Zonder de Naam is iedereen arm; de Ware Goeroe heeft dit begrip bijgebracht. ||4||

ਪ੍ਰੀਤਮ ਪ੍ਰਾਨ ਭਏ ਸੁਨਿ ਸਜਨੀ ਦੂਤ ਮੁਏ ਬਿਖੁ ਖਾਈ ॥
preetam praan bhe sun sajanee doot mue bikh khaaee |

Mijn Geliefde is mijn levensadem - luister, O mijn metgezel. De demonen hebben vergif ingenomen en zijn gestorven.

ਜਬ ਕੀ ਉਪਜੀ ਤਬ ਕੀ ਤੈਸੀ ਰੰਗੁਲ ਭਈ ਮਨਿ ਭਾਈ ॥੫॥
jab kee upajee tab kee taisee rangul bhee man bhaaee |5|

Zoals de liefde voor Hem opwelde, zo blijft het. Mijn geest is doordrenkt van Zijn Liefde. ||5||

ਸਹਜ ਸਮਾਧਿ ਸਦਾ ਲਿਵ ਹਰਿ ਸਿਉ ਜੀਵਾਂ ਹਰਿ ਗੁਨ ਗਾਈ ॥
sahaj samaadh sadaa liv har siau jeevaan har gun gaaee |

Ik ga op in hemelse samaadhi en ben voor altijd liefdevol gehecht aan de Heer. Ik leef door de glorieuze lofzangen van de Heer te zingen.

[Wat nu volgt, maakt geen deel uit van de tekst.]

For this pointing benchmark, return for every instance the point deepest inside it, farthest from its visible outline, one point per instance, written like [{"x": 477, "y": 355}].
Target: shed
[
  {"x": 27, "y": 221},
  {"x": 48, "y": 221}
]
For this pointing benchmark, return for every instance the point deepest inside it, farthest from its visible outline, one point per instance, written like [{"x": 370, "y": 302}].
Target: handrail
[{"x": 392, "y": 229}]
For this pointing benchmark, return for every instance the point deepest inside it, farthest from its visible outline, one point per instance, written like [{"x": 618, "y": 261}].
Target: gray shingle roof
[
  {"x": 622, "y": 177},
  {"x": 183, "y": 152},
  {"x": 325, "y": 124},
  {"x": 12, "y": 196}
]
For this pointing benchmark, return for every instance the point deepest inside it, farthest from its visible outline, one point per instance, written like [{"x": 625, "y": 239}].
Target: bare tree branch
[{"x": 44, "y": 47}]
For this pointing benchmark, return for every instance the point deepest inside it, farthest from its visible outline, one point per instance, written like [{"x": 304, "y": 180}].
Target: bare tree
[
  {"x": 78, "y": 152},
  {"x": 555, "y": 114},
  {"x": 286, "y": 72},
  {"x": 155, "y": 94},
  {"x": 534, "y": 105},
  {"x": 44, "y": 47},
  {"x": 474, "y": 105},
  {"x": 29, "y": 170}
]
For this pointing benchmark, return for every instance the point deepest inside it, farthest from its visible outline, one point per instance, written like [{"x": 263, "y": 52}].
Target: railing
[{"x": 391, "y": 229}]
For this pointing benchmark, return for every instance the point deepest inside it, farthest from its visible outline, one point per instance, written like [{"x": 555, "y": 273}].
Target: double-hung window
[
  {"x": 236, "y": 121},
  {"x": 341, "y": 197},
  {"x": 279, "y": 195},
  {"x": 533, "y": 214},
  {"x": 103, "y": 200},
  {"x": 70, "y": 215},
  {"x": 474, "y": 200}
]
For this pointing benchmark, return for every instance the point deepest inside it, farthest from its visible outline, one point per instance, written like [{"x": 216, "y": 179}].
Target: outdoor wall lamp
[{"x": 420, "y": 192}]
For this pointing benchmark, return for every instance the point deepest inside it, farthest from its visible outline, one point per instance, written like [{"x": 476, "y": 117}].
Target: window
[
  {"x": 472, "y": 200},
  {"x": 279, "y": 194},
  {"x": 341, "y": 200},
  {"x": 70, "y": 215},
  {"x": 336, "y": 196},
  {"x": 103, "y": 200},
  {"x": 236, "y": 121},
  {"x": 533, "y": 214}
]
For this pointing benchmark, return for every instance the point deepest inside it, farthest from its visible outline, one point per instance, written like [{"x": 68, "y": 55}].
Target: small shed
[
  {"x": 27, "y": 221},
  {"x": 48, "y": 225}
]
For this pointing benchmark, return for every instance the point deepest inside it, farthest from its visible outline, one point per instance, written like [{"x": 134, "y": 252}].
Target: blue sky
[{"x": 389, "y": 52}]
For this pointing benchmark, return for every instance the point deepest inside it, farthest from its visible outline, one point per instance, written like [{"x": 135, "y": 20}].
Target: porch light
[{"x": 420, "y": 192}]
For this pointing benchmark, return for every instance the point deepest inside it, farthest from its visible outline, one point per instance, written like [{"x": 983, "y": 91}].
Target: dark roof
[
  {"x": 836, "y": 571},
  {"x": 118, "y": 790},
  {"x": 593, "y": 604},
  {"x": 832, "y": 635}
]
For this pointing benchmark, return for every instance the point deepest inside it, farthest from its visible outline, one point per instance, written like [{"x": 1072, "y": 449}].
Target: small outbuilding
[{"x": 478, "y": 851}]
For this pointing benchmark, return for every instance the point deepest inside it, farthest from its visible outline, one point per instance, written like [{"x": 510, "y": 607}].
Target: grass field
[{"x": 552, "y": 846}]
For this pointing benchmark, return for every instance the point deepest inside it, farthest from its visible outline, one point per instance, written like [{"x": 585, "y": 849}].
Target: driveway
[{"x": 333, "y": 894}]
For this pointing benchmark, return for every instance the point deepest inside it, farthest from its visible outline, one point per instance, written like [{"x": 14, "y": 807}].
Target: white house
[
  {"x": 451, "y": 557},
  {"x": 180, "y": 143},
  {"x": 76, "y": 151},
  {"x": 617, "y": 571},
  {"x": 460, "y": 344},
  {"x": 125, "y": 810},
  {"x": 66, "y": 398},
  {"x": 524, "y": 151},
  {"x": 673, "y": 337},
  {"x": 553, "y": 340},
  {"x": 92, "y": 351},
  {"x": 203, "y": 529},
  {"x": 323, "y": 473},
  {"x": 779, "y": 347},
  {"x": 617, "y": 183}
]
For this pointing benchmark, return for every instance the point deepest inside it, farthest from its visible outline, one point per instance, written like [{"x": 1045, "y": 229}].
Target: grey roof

ਗੁਰ ਕੈ ਸਬਦਿ ਰਤਾ ਬੈਰਾਗੀ ਨਿਜ ਘਰਿ ਤਾੜੀ ਲਾਈ ॥੬॥
gur kai sabad rataa bairaagee nij ghar taarree laaee |6|

Doordrenkt met het Woord van de Shabad van de Goeroe, ben ik onthecht geraakt van de wereld. In de diepe oer-trance verblijf ik in het huis van mijn eigen innerlijke wezen. ||6||

ਸੁਧ ਰਸ ਨਾਮੁ ਮਹਾ ਰਸੁ ਮੀਠਾ ਨਿਜ ਘਰਿ ਤਤੁ ਗੁਸਾਂਈਂ ॥
sudh ras naam mahaa ras meetthaa nij ghar tat gusaaneen |

De Naam, de Naam van de Heer, is subliem zoet en buitengewoon heerlijk; in het huis van mijzelf begrijp ik de essentie van de Heer.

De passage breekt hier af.